Your character has just arrived in a swampy, dim town. As they look around, their gaze is met with shacks and cabins. It smells of rotted wood and wet moss. They duck and step into a tattered tent, illuminated by a series of candles suspended in the air. At the back of the tent, an old hag raises her head, “What brings you to this dingy town? She begins, then pauses to study your face—”Ah, it’s you. I’ve been expecting you. Sit,” she gestures at a cushion, “Tell me your story.”
((How do you respond?))
Adam Pinetree lowers himself onto the wooden bench, his movements deliberate and quiet, as though habit has taught him not to draw attention unless he intends to. His hands rest on his knees, calloused from years of hauling nets and rowing against a river’s current.
“Adam Pinetree,” he says evenly. “Son of Rowan Pinetree, woodcutter by trade. He spent his life trimming timber, but his nights were for telling stories.”
Adam’s gaze drifts, softened by memory. “He’d speak of the river spirits, the old shapes beneath the water… but he also told tales of something greater—the Big Sea. A place so wide you can’t see the other side. A place where the creatures are older than memory and larger than anything the river could ever hide.”
He shifts his weight slightly, boots scraping the floor. “Folk around home treated those stories like entertainment, nothing more than campfire talk. But Father believed them. And I did too.”
A faint tension settles in Adam’s shoulders. “I took to the river early, hoping to glimpse something real—some sign the old tales weren’t just stories.
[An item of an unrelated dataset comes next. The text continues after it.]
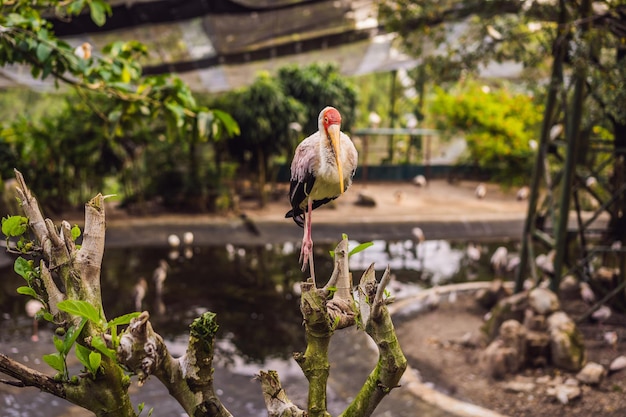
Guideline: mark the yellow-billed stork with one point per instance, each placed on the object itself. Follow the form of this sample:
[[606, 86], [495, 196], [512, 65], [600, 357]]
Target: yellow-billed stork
[[322, 169]]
But lately the river’s been… different. Tracks in the mud that don’t match anything living nearby. Wakes without boats. Something big moving under the surface long after the moon’s risen.”
His brows draw together, troubled yet resolute. “Those signs made one thing clear: if the river still holds remnants of the old creatures, then the sea—where the stories say they first came from—must hold even more.”
He lifts his chin slightly, his expression firm. “So I left home. Followed the disturbances downstream, each one leading me farther from the forests I knew. I want to reach the coast. I want to see the Big Sea for myself. And when I get there…” He pauses, a spark of determination in his eyes. “I mean to sail out and find what really lurks beneath its waters.”